Now it is incumbent upon the Biden administration to act. A new report by Family Research Council offers the Biden administration four courses of action to do just that.

First, to enforce consequences on Beijing for its abuses, President Biden should encourage Congress to pass the Uyghur Forced Labor Prevention Act, and then he should sign it. This will prohibit goods manufactured by forced labor in Xinjiang from being imported into the United States, thereby attaching an economic price tag to China’s human rights abuses.

Second, to prevent U.S. complicity in the genocide, the Biden administration should conduct a thorough review of the U.N. Population Fund’s funding in China to ensure that U.S. support does not contribute to coerced sterilizations there. Due to its possible link to coerced abortions in China, U.S. support for the UNFPA was withdrawn. Now that genocide is occurring through birth prevention measures, the United States must ensure funds are not used — even indirectly — to support coerced abortions against Uighur women.

Third, the U.S. government should apply targeted sanctions on Chinese officials responsible for genocide and crimes against humanity. The Global Magnitsky Act, for instance, provides for substantial punishments for individuals guilty of international human rights violations.

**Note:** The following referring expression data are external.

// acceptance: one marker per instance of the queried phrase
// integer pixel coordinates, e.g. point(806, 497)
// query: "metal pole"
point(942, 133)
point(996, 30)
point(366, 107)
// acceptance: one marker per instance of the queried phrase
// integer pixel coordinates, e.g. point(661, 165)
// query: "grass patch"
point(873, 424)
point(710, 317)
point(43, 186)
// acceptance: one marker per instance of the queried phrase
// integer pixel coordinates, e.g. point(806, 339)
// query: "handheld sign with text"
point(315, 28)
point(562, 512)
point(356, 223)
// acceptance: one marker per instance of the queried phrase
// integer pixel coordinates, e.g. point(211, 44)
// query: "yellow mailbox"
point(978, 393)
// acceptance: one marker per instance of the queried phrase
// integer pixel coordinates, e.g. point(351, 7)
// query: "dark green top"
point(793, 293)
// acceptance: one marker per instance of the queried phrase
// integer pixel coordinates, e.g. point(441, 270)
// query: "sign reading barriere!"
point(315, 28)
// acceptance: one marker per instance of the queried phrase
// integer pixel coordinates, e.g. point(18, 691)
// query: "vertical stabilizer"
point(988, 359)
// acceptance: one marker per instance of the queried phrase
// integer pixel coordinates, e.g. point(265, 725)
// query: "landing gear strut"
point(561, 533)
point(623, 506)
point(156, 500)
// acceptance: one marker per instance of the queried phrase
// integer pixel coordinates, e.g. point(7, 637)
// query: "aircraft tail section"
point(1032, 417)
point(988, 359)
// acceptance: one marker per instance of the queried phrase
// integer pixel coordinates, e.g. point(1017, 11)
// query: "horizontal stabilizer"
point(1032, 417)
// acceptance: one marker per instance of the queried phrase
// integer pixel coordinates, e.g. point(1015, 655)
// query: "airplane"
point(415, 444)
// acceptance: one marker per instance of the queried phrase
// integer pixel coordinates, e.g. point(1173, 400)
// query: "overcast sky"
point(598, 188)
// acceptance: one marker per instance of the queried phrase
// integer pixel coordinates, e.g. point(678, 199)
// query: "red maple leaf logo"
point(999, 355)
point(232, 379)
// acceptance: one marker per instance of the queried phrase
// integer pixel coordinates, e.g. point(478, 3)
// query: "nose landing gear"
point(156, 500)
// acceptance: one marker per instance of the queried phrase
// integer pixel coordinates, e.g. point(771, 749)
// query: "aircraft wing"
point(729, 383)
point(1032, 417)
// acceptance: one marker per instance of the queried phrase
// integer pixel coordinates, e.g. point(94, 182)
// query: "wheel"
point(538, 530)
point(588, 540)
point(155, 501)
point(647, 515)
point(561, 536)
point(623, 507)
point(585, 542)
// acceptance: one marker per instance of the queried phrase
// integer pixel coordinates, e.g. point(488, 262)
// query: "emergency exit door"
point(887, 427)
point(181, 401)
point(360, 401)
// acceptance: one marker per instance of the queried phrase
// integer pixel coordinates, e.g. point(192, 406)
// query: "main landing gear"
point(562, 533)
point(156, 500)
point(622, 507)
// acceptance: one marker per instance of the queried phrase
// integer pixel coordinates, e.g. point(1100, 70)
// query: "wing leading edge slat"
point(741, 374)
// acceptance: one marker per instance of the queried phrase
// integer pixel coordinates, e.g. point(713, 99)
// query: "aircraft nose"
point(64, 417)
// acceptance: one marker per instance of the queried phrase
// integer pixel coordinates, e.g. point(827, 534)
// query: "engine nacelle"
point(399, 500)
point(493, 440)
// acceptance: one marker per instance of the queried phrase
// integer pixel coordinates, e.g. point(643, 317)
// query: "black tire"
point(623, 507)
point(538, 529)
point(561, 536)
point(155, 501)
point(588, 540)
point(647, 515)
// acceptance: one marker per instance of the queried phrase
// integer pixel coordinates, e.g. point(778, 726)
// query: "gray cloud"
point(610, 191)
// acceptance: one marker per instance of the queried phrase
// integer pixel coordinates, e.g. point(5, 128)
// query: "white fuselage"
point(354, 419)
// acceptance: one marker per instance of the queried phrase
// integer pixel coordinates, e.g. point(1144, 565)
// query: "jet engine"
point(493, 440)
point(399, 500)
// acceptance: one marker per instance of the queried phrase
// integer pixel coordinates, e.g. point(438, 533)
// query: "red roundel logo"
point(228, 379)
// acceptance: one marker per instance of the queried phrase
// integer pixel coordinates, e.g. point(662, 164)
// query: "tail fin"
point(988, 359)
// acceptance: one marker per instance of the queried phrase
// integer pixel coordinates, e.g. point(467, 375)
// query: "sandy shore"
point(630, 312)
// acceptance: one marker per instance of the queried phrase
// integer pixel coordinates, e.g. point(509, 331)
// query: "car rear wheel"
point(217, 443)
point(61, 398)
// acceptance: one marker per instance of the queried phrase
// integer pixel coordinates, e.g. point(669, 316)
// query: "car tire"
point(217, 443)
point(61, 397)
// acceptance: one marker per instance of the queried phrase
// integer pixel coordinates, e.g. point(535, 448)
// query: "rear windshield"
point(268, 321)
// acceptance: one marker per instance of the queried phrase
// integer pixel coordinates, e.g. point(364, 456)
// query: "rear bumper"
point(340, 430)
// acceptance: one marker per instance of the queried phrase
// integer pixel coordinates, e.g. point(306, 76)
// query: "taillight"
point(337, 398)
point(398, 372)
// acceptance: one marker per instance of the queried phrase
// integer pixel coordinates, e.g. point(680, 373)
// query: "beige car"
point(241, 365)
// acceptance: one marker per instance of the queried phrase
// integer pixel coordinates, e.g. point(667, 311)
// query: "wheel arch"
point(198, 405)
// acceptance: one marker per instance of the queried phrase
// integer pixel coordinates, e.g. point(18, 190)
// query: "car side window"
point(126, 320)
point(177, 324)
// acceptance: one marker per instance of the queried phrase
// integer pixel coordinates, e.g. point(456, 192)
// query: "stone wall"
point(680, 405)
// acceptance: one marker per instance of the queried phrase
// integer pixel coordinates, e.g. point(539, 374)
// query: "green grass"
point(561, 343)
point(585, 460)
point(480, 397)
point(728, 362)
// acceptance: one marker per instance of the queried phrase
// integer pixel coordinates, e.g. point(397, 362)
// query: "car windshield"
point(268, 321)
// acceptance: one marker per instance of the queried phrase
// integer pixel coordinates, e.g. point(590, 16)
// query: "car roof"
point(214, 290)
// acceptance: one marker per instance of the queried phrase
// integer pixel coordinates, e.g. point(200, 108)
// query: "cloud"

Lastly, as the atrocities in Xinjiang gain more international attention, as part of the effort to build global momentum to address the issue, Biden administration diplomats should encourage like-minded countries to join the United States in condemning China’s actions as genocide.

The U.S. determination that genocide is ongoing in China is itself a call to action. When the United States ratified the 1948 Genocide Convention, it committed to prevent and punish genocide. The U.S. government should do its utmost to live up to humanity’s simple and profound promise following the Holocaust: “Never Again.”